European Junk Regains Its Luster
Dead in the water. That about sums up the state of the European high-yield bond market last year. Issuance of "junk" bonds slowed to a trickle. Moody's Investors Service downgraded a total of 71 issues, compared with 56 the previous year. And defaults soared to a record, with total default volume in 2002 surpassing $45 billion, more than for the entire period from 1985 to 2001, Moody's says. "There was a general feeling that when you invested in corporate debt, you didn't know what you were getting," recalls Gordon Wright, director at Standard & Poor's Investment Services in London. Indeed, after edging higher as 2002 began, junk bond prices fell 12% last May through October, according to the Goldman Sachs High Yield Index. "The market kept running into bad news," Wright says.
Not so this year. With corporate scandals out of the headlines and European interest rates on the decline, high-yield bonds are back with a vengeance. According to Credit Suisse First Boston, total European junk-bond issuance as of July 30 of this year was $8 billion, nearly triple the paltry $3 billion for all of 2002. By the time the year is through, bankers expect that figure to rise to $12 billion, beating the $10 billion record racked up in 1999. Behind the optimism: More companies want to restructure their balance sheets by stretching out the maturity of debts, which relieves short-term pressure to pay.
Among the big players in the new Europe junk market are the so-called fallen angels. These companies used to carry investment-grade ratings, but were demoted after they became enmeshed in scandal or ran into management and cash flow problems. By coming to market, they hope to bolster their balance sheets and eventually boost their ratings. In separate April and July bond floats, French conglomerate Vivendi Universal raised nearly $3 billion total to extend its debt maturity. Likewise, German manufacturer HeidelbergCement tapped the market for more than $800 million in July. That such big names were willing to take the plunge encouraged others.
That's a big shift from previous years, when sub-investment-grade bonds carried a stigma. "In Europe, there's been this fear of the junk-bond label," says Tim Flynn, head of European high-yield capital markets at Goldman, Sachs & Co. in London. "But now companies are much less sensitive."
Many high-yield borrowers have been enticed by the fact they can raise money at lower rates, with coupons averaging 9.35% this year versus 9.70% in 2002, according to Dealogic Ltd., an investment banking research firm in London. But the market has risen so far, so fast that some wonder whether the tidal wave of junk is in danger of cresting. In a recent report, Moody's warned that investors were exposing themselves to "significant risks" by plowing into high-yield, since much of the activity was coming from leveraged buyouts with mandatory debt amortization. One red flag: U.S. Treasury yields have risen in recent weeks. That's not expected to derail the European junk bond market -- since it's less sensitive to rising U.S. rates than its investment-grade counterpart -- but it may result in slightly higher yields.

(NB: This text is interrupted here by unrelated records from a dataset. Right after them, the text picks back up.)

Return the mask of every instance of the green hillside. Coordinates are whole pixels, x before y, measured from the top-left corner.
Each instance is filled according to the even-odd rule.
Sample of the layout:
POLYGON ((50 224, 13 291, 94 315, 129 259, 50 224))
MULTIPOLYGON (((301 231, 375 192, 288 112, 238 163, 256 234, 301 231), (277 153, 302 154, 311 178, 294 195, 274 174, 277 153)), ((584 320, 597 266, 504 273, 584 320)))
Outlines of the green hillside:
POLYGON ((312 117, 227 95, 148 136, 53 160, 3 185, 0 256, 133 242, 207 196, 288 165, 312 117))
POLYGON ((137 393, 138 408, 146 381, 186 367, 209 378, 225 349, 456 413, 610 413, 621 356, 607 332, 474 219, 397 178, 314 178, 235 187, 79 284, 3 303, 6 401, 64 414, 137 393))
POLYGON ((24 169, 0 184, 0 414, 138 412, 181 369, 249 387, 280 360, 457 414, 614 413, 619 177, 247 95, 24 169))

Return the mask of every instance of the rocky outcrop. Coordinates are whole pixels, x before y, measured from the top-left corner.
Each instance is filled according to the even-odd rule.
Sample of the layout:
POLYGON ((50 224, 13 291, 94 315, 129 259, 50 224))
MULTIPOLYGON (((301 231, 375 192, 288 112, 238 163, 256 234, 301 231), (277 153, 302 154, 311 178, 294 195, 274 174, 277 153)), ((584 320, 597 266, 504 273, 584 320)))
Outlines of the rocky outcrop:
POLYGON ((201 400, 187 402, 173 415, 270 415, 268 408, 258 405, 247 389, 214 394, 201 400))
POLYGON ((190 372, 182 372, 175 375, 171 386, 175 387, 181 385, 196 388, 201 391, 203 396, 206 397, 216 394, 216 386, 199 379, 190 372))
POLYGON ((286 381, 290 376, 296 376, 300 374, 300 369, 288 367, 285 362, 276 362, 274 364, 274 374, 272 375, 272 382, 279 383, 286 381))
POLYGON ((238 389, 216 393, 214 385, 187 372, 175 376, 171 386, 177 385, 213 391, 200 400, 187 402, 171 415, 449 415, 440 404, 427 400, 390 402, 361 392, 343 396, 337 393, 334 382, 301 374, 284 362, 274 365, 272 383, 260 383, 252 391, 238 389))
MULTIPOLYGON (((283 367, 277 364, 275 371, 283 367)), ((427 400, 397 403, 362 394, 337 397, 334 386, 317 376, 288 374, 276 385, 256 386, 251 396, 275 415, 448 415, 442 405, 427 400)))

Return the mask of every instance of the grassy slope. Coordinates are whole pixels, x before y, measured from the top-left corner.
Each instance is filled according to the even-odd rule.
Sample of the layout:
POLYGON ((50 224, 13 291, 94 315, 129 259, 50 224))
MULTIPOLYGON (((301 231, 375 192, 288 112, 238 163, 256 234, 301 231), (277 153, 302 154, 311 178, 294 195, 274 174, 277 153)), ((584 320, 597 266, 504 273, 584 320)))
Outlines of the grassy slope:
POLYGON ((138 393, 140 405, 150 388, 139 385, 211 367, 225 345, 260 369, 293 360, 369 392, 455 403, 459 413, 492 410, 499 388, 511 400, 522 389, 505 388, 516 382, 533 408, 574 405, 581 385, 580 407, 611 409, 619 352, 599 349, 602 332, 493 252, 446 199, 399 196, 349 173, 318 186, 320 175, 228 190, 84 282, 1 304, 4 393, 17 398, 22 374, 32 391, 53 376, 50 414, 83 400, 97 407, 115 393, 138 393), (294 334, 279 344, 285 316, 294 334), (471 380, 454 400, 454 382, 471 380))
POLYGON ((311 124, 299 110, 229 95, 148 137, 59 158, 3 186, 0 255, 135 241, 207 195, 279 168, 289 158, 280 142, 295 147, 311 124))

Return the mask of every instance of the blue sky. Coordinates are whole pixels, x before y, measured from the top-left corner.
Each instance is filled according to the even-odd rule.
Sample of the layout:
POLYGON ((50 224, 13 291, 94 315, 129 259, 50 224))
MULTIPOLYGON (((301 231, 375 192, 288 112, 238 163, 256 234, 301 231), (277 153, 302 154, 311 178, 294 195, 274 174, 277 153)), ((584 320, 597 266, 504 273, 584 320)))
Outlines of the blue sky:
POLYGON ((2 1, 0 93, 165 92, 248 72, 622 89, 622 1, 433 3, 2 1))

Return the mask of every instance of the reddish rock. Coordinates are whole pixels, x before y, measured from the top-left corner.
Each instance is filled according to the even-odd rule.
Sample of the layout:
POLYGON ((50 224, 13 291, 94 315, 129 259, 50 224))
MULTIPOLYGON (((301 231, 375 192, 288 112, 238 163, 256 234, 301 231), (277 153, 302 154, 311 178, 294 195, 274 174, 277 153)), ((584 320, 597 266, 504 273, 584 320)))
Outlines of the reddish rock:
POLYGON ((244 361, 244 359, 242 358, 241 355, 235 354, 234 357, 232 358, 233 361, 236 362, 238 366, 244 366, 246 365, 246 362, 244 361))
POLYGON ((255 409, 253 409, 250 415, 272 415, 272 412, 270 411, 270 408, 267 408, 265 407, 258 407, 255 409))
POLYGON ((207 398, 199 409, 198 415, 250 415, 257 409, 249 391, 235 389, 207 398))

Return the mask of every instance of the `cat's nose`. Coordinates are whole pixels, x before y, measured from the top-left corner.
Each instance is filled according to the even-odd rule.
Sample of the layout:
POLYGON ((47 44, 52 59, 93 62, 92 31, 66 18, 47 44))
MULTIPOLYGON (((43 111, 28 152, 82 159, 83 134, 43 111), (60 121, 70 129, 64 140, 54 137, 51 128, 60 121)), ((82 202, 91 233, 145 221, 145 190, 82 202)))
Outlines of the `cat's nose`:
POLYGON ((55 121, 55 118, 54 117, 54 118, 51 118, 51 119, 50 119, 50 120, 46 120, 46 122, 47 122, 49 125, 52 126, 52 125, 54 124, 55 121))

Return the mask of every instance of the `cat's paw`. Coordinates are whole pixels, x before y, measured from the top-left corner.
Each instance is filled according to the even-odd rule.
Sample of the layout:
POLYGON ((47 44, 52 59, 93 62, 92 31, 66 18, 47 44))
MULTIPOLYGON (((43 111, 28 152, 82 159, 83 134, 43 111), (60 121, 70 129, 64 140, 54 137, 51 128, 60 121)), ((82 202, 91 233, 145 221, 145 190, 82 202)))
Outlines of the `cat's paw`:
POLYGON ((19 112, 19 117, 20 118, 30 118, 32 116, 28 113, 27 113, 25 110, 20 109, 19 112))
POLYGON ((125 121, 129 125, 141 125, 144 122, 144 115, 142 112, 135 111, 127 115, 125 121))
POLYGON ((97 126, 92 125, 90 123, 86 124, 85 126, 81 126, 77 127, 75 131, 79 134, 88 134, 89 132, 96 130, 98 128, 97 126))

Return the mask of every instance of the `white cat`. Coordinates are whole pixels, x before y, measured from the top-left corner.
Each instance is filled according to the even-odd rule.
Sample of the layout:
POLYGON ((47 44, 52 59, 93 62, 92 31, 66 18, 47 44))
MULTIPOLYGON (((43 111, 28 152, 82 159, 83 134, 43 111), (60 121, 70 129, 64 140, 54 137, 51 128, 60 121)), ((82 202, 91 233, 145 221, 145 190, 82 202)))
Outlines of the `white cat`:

Those yields, however, are still low by historical standards, and few investors have been scared off. Indeed, they have participated eagerly in the market, given the diversity of issues and the relatively sweet returns. The CSFB Western European High Yield Index had shot up 19% as of July 31, outperforming the major stock indexes in France, Britain, and Germany -- not to mention the U.S. That's broadened the type of money flowing in. Market players say there's even been some demand from U.S. institutions, along with European investors of all stripes. "There's been a convergence of the investor base in Europe," says Brian Bassett, head of European high-yield capital markets at Deutsche Bank in London. "You now see numerous investment-grade accounts investing in high-yield."
The shifting economic outlook has helped. "Junk bonds usually gain during a recovery," notes Michael Heise, chief economist at Allianz Group in Frankfurt. Of course, an unexpected shock could chill the market. The spread of deflation, for instance, would raise the real cost of debt. But bankers aren't worried, noting several large deals in the pipeline. The biggest: a $1.4 billion issue by Italian yellow-pages company Seat Pagine Gialle, expected later this year or early 2004. The smart money seems to be saying: Don't bet against junk just yet.